I spoke with Gini Reticker, director of the new film Pray the Devil Back to Hell, premiering at the Tribeca Film Festival. This is the extraordinary story of a small group of Liberian women who in the midst of a bloody civil war come together to fight violent warlords and the corrupt Charles Taylor regime. Click here to learn more about Pray the Devil Back to Hell and to view clips of the movie.
JB: How did you get started with this project?
GR: Abby Disney and I ran into each other after not seeing one another for years. She had recently been to Monrovia as part of her work promoting women in leadership globally. While there, she had gotten wind of this amazing story about these women who had played a key role in bringing peace to Liberia. She really wanted to make a documentary and talked to me about it. I agreed to go back with her and try to find out if the story was actually true.
JB: There’s some incredibly harrowing shots in the film of violence in the streets, how terrifying was it to be in the midst of this?
GR: All of the harrowing shots are archival footage that we got from camera people who were filming during the war. I wasn’t filming there during this period. Just looking through the hours and hours of material that we went through to make Pray the Devil Back to Hell was very disturbing. I had persistent nightmares that were very hard to shake.
JB: The women who organized the protests are incredibly inspiring to watch. Can you talk about how the experience of making this film has had an influence on you as a filmmaker/person since making this extraordinary film?
GR: When we went to Liberia to verify what Abby had heard, we asked as many of the women who could make it to come and tell us their stories. We were shooting on a small video cam. We were losing light, dusk was falling, but we kept shooting as one woman’s story spilled over into another’s. As we lost the last bit of light, they talked about how they had gained strength by singing together during the war. Then one began to hum and slowly, one by one, they joined in singing an old spiritual about the Walls of Jericho tumbling down. In that instant, something crystallized and I felt that everything I had done in my life mysteriously had led me to that moment. I felt an extraordinary sense of commitment and responsibility to bring their story to light.
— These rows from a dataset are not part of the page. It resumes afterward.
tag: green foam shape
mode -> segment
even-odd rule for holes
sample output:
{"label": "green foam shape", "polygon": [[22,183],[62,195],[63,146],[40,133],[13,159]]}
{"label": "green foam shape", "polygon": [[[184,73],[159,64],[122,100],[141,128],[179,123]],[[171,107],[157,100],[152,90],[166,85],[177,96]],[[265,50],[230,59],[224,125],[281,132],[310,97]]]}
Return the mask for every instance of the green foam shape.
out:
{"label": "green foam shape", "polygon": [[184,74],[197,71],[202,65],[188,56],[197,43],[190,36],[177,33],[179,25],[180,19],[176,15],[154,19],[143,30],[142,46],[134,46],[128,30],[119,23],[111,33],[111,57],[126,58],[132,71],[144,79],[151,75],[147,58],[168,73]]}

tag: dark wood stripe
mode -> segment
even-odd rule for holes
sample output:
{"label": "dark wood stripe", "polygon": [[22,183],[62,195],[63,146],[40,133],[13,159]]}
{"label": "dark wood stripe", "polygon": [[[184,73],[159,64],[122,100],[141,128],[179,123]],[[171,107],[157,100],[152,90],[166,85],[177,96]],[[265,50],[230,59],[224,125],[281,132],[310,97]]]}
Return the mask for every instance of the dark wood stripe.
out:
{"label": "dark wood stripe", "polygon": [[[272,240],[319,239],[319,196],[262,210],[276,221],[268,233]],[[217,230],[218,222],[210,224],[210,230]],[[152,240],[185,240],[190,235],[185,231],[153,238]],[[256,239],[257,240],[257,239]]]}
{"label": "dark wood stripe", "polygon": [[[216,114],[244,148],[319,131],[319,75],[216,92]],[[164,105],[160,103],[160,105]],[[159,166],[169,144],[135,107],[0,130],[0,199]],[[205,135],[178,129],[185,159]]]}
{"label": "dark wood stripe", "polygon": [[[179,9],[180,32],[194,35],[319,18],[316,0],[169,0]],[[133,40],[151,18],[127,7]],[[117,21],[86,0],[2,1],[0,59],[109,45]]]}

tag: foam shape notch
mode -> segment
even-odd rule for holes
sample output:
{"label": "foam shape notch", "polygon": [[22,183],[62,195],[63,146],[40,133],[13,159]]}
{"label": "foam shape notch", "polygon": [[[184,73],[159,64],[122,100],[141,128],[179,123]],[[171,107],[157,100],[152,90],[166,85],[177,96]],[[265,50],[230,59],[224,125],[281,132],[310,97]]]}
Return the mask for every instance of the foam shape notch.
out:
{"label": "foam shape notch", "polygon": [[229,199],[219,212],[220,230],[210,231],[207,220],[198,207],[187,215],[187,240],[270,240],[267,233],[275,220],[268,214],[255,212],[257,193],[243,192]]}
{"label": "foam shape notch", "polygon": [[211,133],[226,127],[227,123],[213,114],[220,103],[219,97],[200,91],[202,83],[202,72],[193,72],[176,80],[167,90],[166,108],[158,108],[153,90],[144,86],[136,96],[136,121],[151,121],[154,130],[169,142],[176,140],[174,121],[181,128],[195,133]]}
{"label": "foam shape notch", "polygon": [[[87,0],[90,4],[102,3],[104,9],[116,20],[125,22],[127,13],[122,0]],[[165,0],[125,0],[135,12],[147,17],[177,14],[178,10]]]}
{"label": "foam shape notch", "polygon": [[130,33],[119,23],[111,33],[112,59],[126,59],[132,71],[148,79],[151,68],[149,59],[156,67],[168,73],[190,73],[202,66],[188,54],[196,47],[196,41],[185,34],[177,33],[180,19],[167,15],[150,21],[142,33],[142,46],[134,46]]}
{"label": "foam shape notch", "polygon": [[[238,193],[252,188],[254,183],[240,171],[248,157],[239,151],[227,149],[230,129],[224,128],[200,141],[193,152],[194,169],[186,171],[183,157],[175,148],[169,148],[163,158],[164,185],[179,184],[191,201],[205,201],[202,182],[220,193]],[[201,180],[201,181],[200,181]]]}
JB: What’s your next project?
GR: During the course of making Pray the Devil Back to Hell, I realized that the way I viewed war—as armed men fighting other armed men—was a myth. In today’s world, 90 percent of war casualties are civilian, 75 percent of those women and children. At the same time, PBS’s Wide Angle Executive Producer Pamela Hogan had the idea to create a series on women and war. She asked Abby and I to co-produce it. There is a lot of enthusiasm for the project and we are already in development.